El soldado fallecido es John Felipe Romero Meneses, de 21 años, destinado en el regimiento de Cazadores de Montaña «Arapiles 62», con bases en Barcelona y Sant Climent de Sescebes (Girona). Los heridos más graves son el teniente Jordi Francesc Rubio Carceller, de 28 años, casado, de Hospitalet, y el soldado Daniel Ospina Quintana, de 23 años, de origen colombiano.
Los otros cuatro heridos son los soldados Juan Morales Aroca (sevillano de 24 años), Joshua Alcalá Silvera (de 20 años, de Tenerife), Carlos Gatos Guardado (barcelonés 23 años ) y Gerson Jaime Rodríguez (de 19 años y de origen colombiano). Los seis fueron sido evacuados en helicóptero hasta el hospital Role 2 de la base de apoyo avanzando de Herat.
El atentado se produjo a la una de la tarde ( hora española) al norte de Qala e Naw al estallar una mina anticarro de 2 kilos y medio y de gran potencia al paso del primero de los once BMR españoles que daban protección a una caravana del programa mundial de alimentos, junto con vehículos de la policía afgana.
El BMR, cuyo blindaje había sido reforzado hace dos años, abría la marcha al frente de convoy cuando fue alcanzado de lleno por la explosión en la Ruta Lithium, que une las localidades de Qala i naw y Bala Murghab. La explosión de la potente mina fue seguida de un ataque talibán. Los militares españoles repelieron el ataque y dieron muerte al menos a tres insurgentes en un intenso tiroteo.
El soldado Romero Meneses estaba muy ilusionado con su misión en Afganistán, según dijo el alcalde de Mollet del Vallés (Barcelona), donde reside su familia. El padre del joven trabaja en una empresa de alimentación y su mujer de cuidadora.
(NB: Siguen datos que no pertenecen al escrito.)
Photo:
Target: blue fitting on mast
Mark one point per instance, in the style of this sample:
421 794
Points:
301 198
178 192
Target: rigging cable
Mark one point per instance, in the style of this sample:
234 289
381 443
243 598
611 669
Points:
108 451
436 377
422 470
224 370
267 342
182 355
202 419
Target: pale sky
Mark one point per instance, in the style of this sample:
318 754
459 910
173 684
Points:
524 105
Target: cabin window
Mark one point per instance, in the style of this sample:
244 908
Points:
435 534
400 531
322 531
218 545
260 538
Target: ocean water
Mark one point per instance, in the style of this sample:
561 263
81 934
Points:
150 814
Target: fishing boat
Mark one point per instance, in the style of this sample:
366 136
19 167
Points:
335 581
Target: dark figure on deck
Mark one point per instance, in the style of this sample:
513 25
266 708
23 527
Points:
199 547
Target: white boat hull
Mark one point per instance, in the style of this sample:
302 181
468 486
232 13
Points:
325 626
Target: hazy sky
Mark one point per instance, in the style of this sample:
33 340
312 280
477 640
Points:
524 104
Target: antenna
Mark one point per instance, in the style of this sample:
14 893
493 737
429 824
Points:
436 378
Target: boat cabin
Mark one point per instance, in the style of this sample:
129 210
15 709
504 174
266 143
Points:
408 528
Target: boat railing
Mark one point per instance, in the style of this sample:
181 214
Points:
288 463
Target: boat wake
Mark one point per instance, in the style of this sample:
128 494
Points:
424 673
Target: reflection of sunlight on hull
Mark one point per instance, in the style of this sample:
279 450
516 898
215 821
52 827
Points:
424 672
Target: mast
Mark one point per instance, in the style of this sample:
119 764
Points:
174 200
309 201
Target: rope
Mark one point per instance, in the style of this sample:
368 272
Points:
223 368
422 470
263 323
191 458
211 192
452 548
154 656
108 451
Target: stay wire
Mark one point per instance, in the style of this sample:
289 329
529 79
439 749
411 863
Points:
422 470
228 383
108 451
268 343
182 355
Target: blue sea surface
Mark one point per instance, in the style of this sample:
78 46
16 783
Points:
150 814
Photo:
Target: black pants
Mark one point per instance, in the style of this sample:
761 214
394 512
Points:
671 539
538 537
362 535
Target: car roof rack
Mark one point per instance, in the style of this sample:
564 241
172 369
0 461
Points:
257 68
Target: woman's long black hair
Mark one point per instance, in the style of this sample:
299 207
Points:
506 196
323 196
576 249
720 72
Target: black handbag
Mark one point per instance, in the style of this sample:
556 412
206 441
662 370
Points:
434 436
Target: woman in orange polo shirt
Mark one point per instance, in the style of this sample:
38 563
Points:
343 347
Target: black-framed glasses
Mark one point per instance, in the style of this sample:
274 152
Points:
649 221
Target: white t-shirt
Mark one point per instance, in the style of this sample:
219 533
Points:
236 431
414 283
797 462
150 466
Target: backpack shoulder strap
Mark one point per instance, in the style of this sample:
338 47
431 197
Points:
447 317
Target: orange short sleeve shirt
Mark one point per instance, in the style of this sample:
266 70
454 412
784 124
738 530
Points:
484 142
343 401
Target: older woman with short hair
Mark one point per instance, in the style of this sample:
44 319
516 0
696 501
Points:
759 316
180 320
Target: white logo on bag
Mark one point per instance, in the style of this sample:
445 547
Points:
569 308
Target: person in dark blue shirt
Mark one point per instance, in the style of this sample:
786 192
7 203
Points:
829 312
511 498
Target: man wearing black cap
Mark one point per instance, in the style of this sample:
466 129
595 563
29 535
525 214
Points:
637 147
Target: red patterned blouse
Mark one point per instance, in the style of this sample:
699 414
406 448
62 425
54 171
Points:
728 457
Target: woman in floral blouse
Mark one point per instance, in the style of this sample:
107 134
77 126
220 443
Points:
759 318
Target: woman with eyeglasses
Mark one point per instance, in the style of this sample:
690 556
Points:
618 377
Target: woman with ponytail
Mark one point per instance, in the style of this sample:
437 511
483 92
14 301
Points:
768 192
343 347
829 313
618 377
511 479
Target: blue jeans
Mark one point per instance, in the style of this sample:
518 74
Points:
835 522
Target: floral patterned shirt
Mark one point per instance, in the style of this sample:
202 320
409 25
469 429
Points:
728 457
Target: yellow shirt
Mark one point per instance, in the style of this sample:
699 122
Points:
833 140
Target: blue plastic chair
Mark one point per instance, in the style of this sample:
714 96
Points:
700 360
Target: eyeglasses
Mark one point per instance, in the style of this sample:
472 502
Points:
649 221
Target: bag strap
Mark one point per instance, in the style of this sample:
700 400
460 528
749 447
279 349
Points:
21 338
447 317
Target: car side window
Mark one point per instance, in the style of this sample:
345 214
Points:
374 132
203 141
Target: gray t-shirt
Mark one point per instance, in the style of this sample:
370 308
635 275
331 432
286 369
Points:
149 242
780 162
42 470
El hombre llegó en 2004 y dos años más tarde trajo a su esposa y tres de sus hijos (un cuarto estudia en el extranjero). Es una familia humilde, que ayer se encontraba en «estado de shock» tras comunicarles la ministra Chacón la terrible noticia.
Concepcion Silveira, madre del soldado tinerfeño herido, dijo a «La Opinión de Tenerife», del mismo grupo editorial de LA NUEVA ESPAÑA, que el soldado les contó que fue alcanzado en la boca y que será trasladado a Barcelona.
El de ayer es el quinto ataque talibán contra una patrulla española en la misma zona en menos de un año. También la base de Herat ha sido objetivo de los insurgentes y el pasado 4 de diciembre sufrió el impacto de tres cohetes en su pista de aterrizaje. Carme Chacón ha decidido trasladarse a Afganistán a recabar información sobre el atentado, coordinar la repatriación del militar caído e interesarse por los seis heridos.
Los Reyes y los Príncipes enviaron telegramas de pésame a la familia del soldado fallecido. El ministro Miguel Ángel Moratinos dijo que el de ayer era «un día de dolor y rabia para los españoles».